Come In Number 51, Your Time Is Up

This may be a stretch for some to recall (that's not a snide remark, but the truth), but remember the three presidential debates in the runup to the 2004 election, between "Lil' Boots" Bush and Sen. John Kerry?

Remember the T-shaped "mystery bulge" of something worn between Bush's shoulder blades, seen beneath his suitcoat? And how the Rethug camp denied and swore and laughed derisively at suggestions it was a wireless receiver, transmitting signals to a small earplug, allowing a team of Bush's handlers to tell that pathetic little man what to say -- so that he appeared commanding, virile, and bigger than his Daddy before all America? 
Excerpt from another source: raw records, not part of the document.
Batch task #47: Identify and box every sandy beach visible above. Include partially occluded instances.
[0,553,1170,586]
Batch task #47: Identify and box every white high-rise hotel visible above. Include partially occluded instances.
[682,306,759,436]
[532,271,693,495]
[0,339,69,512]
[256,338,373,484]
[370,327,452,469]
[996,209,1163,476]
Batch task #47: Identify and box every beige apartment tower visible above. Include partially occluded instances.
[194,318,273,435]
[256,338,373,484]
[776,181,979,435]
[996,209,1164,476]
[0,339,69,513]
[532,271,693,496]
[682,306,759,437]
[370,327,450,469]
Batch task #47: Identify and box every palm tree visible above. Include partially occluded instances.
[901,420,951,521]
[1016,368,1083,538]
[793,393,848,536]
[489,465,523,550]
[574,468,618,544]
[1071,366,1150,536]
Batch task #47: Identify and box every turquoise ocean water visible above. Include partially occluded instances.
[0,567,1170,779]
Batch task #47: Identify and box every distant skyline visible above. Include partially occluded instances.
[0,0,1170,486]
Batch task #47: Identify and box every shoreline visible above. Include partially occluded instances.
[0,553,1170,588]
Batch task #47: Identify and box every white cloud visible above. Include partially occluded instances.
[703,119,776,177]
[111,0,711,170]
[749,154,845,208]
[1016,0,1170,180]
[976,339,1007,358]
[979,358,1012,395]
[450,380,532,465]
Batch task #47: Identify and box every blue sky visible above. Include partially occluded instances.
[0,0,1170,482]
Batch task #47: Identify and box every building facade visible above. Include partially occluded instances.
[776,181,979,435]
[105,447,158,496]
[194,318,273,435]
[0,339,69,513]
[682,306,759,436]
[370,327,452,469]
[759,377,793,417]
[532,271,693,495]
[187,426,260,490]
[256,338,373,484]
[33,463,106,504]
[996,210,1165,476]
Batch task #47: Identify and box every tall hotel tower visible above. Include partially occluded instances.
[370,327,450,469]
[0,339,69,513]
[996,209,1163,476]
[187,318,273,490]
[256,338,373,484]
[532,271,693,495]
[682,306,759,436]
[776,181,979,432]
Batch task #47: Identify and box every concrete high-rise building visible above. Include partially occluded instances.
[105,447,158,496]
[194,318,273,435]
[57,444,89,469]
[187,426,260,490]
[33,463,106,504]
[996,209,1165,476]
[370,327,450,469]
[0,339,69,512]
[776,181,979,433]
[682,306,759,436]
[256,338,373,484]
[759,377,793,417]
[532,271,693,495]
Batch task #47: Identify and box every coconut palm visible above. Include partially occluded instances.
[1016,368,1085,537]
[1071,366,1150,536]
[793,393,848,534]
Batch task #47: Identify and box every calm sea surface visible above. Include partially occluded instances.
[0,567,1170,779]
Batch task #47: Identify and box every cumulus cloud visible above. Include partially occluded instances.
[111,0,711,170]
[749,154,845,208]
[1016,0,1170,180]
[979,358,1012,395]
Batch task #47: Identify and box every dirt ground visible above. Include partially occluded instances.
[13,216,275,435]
Randy Preibus says Mitzy is a skilled debater. In fact, under stress in the Rethug primary debates, he didn't appear to be that fast on his feet. Even when not under stress, he says silly, silly things.

I predict Mitzy will be lightly dosed with Benzodiazopan and wired up like something out of Mission: Impossible.  If only the signals broadcast to Mitzy could be intercepted, and replaced with, uh, other things.
LITTLE JIMMY LEHRER: Governor, this question is for you: Do you really see forty-seven per cent of the American public -- whether they vote or not is immaterial -- do you really see them as people who take no responsibility for their lives, and don't matter?

In Mitzy's Ear: GLAD I said that -- Glad! they're lazy, stupid and they smell!

MITZY: Jim, I'm glad I said that; I mean, I'm glad you said that; I didn't say that. Well -- I said it, but I didn't mean what was reported in the media that I said. I smell all Americans; not just the stupid ones --

In Mitzy's Ear: I love animal Americans.

MITZY: -- and American animals. I like animals, very much. But I didn't mean what was reported. I'm sorry; I'm having a little difficulty with the question.

LEHRER: But, Governor, it was a cellphone video. You did make those remarks.

Voice In Mitzy's Ear: God, that lady in the front row is hot. She's so hot. Yeah. Really hot.

MITZY:Well... it's -- it's a hot girl; ah, topic -- Jim. But it's a difficult, touchy, hot touchy thing, and as I said before, I didn't state it very elegantly.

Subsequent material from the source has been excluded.